What have you been up to in your quarantine?
I'm sorry to hear about your sewing machine. I like that you saved the detail of it breaking until the end, you made me sad. Rhetoric!
I'm a plant person now. The downstairs roommates skedaddled early on in the distancing process, leaving me the herbs, succulents, and various spiderworts to water and tend for the time being. I've waged war on mealybugs in the name of plant sovereignty throughout the small nation of Windowseal. It has ended, for the time being, in unprecedented insectocide. The parallels one could draw from historical events would leave me an unpopular figure undoubtedly. Perhaps that is why I have no desire to be a historian. I'm currently much too pro-plant to care what mealybug dies and which lives, so history will not be my friend. Conveniently, I am also launching an anti-psychoanalytics campaign along similar lines. In other news, the nursery is coming along nicely. I have learned that have no desire to be an autocrat, but such is life.

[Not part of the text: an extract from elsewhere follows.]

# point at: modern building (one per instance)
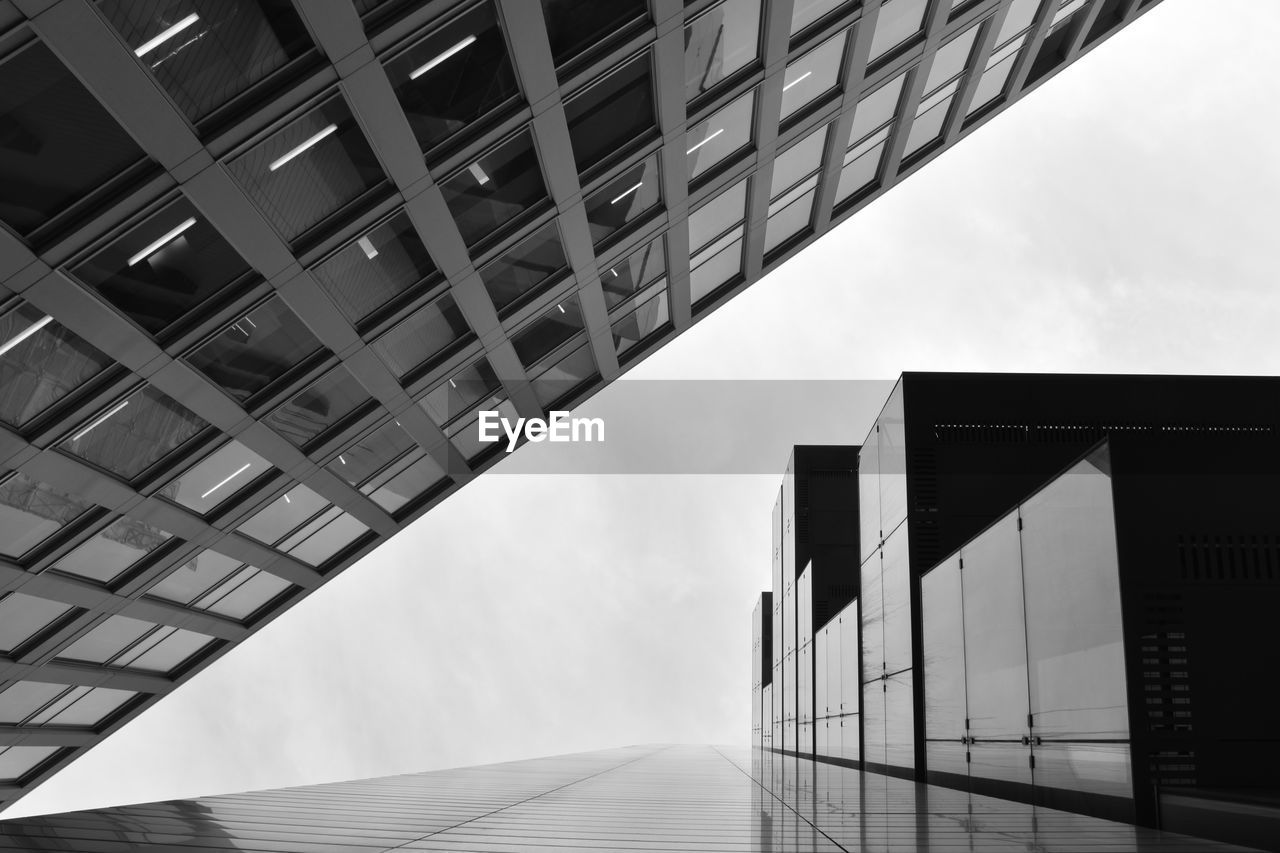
(1064, 594)
(652, 797)
(261, 264)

I've also recently become a baker. It's the word I use in public anyway. Personally, I prefer Willy Nelson's best boy, but since we are in a forum among friends, I'll answer to either just fine. Anyway, sourdough is the game. Here, I cite a few key sources of material and inspiration, both appropriately interchangeable; Chad Robertson from Tartine, without whom this enterprise would have been less visually clear, thank you for your photographs; Kaleb Beavers from his house, without whom the variables would be less isolated and therefore confounded by free-radicals; finally I want to thank my wife, Blake Dokken, without whom collaboration would be impossible, capital investment limited, and my preferred name, ill-used
.
Beyond all this lies the realm of Sam Beckett's logoclasm, light beer, New Criticism, bicycle de-railers, and cheap smoke.
From Gallatin County Jail, 2020 A.D.